Brand or sales? Walking the tightrope of thought leadership impact

Thought leadership was traditionally seen as a top-of-the-funnel activity that was primarily focused on building brand and strengthening reputation. There may have been a nod to commercial impact but the reality was that the concept was usually a long way from sales. Topics were visionary and future-focused, but this meant that it was often difficult to see a clear line of sight through to a product or service conversation. Sales teams were rarely consulted in the early stages of projects, and often had lacklustre support for these programmes when they were completed, complaining that they were too abstract and disconnected from the realities of their customers’ needs.
Although there is still a lingering sense that thought leadership and sales do not mix, rather like oil and water, the reality in most companies is that a purely “ivory tower” approach to thought leadership is no longer tenable. It is just not commercially viable to invest in a function where the only currency is ideas, rather than the commercial value that those ideas can bring to the business. I have heard numerous Chief Marketing Officers say that thought leadership now has an explicit revenue target, and there is clearly greater pressure to demonstrate that marketing campaigns have a tangible short-term commercial impact, as well as helping to strengthen brand.

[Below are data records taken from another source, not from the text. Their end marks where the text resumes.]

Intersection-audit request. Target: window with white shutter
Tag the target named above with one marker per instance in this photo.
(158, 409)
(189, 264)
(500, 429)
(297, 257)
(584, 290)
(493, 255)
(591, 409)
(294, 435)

It has always been difficult to demonstrate the impact of thought leadership on brand equity. Isolating the role that content plays, versus any of the myriad other factors that can influence brand perception, is nigh on impossible. Most companies end up using proxies, like PR coverage, or they simply take it as read that there is a positive relationship. There has often been a degree of pure faith required in companies that are enthusiastic producers of thought leadership because actual evidence is hard to find.
The revenue impact of thought leadership is slightly easier to demonstrate. Companies can theoretically calculate the number of conversations with potential buyers that were initiated as a result of a thought leadership campaign and, to an extent, the sales that resulted from this. But it would be absurd to say that thought leadership alone was responsible for a sale. The best that can be hoped for is an “assist”. Yet even here, collecting data is problematic. CRM systems are not set up for this purpose, sales cycles are long, meandering and complex, and the relationship between sales and marketing is often not strong enough to foster consistent information sharing and alignment of goals.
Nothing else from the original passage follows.